Answer to Hint 3: this is a finite impartial game with minimax on a binary payoff.
State = current sequence of binary labels (and current valid good positions after reindexing).

For a state, win = 1 means the current player can force final bit $1$ (under optimal play), win = 0 otherwise.

Hint 5 ↕

How do you transition?
From a state of length $l$, removing good position $i$ gives a state of length $l - 1$ with that bit deleted.

If it is Alice’s turn, she wants at least one move to win = 1.
If it is Bob’s turn, he wants all moves to fail for Alice (equivalently he looks for win = 0 in his perspective).

Hint 6 ↕

For implementation, encode each length-$l$ binary sequence as a bitmask and do DP by increasing $l$.
The base for $l = 1$ is immediate: the only remaining bit is the game result.
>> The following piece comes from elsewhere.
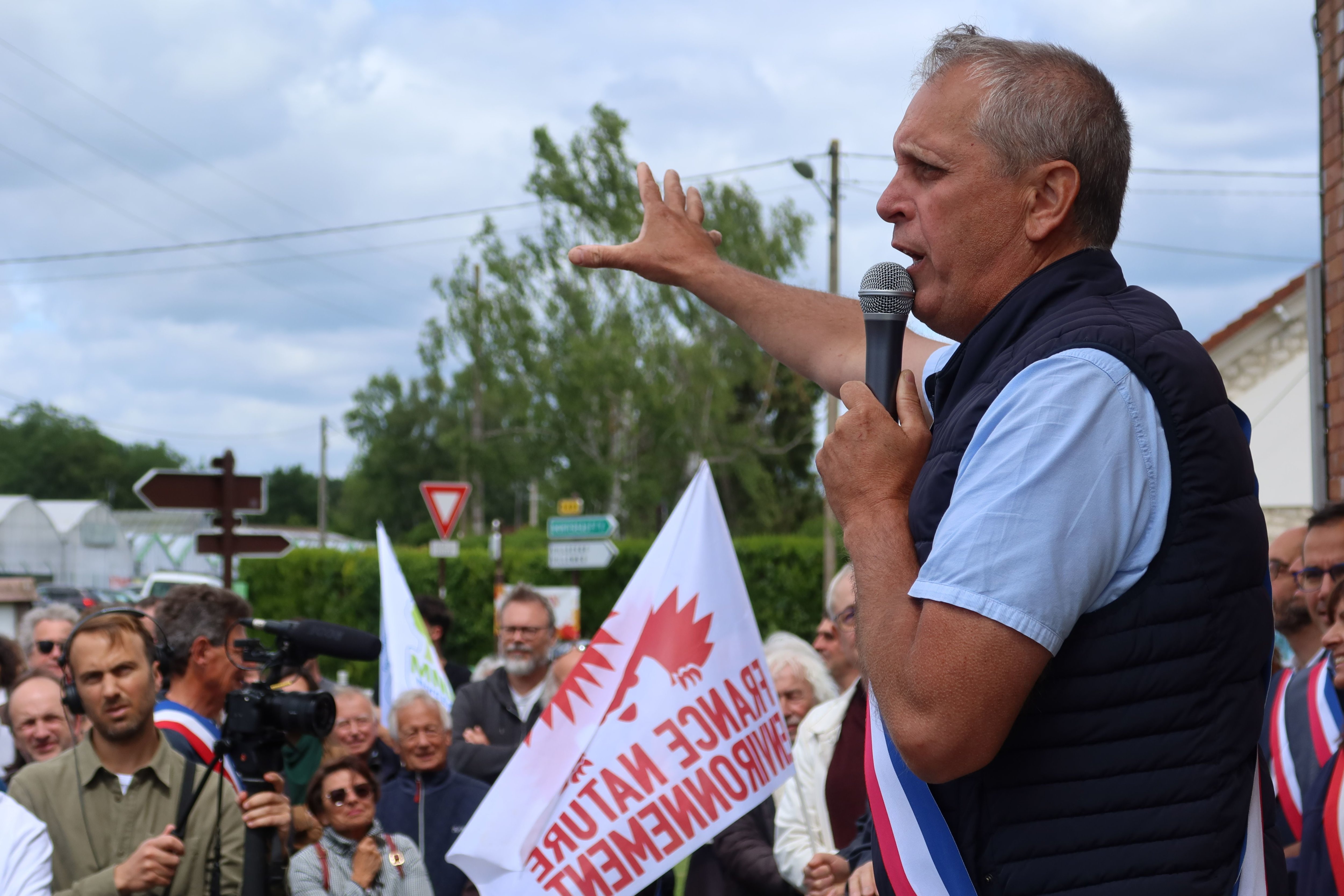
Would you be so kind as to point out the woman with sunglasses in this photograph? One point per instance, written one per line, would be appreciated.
(354, 858)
Because $n \le 20$ and total $\sum 2^n$ is bounded, bitmask DP over all sequences is feasible.

Hint 7 ↕

Now go back from one threshold $a$ to all arrays.
Let $K_c$ be the number of binary masks with exactly $c$ zeros (equivalently $c$ piles with value $< a$) for which Alice can force $x \ge a$.

For fixed $a$, each such mask corresponds to:

$$ (a - 1)^c \cdot (m - a + 1)^{n-c} $$

arrays.

Hint 8 ↕

Answer to Hint 7: total number of arrays with final $x \ge a$ is

$$ F(a) = \sum_{c=0}^{n} K_c (a - 1)^c (m - a + 1)^{n-c}. $$

Then use the identity

$$ \sum_{\text{all arrays}} x = \sum_{a=1}^{m} F(a), $$

because each configuration contributes $1$ to every threshold $a \le x$.

Hint 9 ↕

For E1, $m \le 2$, so only $a = 1, 2$ are needed, making the outer summation tiny.
You can still keep the same generic formula as E2; it already passes E1 comfortably.